All this from a woman who didn’t like family camping trips because she couldn’t stand the bugs.
But ask Canniff if she has ever had a bad experience in Haiti and she matter-of-factly says no. It’s impossible to view such inconveniences as hardships after seeing the way most Haitians live, she explained.
“Almost every fear I have ever had has been removed since I started going to Haiti,” she said.
Fred Canniff, a retired painter, has been to Haiti twice. The first time, in 1987, he went with the U.S. State Department to serve as an observer in an election in which Haitians were supposed to choose a democratic government. Instead, voters who lined up at polls in Port-au-Prince were massacred - 20 were killed at one polling station - and a military dictatorship was declared.
Despite such violent flare-ups, political instability and State Department warnings that “there are no safe areas in Haiti,” Canniff said he doesn’t worry about his wife when she travels.
“It may seem trite, but the Lord takes the fear out of your heart. It’s hard to explain,” he said.
Andy Canniff was 8 when Nannette Canniff started going to Haiti. At the time, he thought of it as her job. “It was what she did.

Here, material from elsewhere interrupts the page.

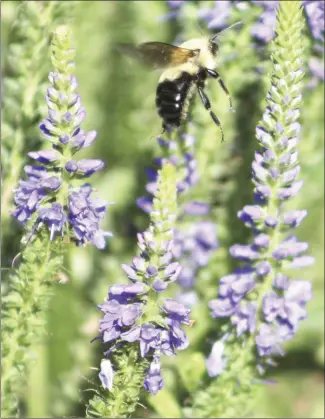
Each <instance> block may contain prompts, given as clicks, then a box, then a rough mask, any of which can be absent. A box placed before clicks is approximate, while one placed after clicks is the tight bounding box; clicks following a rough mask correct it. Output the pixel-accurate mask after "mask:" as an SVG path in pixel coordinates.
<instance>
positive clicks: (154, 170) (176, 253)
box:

She just didn’t get paid for it,” he said.
When Andy was 21, he went with his mother and helped immunize children in the far-flung corner of Fond des Blancs.
“I saw the things that were going on, seeing them helped one by one. It made it real,” he said. “I heard all the stories, but when you see the sick kids, sitting there with their mothers, it made it more real.”
Nannette Canniff said she thanks God for the opportunity to visit Haiti and to play some part in the lives of the thousands of people she has met.
She wishes more Americans could visit Haiti. She is certain they, too, would be compelled to help if they met the people who smile despite their poverty.
“I would want (Americans) to know about the warm welcome of Haitian people who have been trapped in poverty for so long, and misery and suffering,” she said. “They deserve so much more in life. They deserve as much as we have.”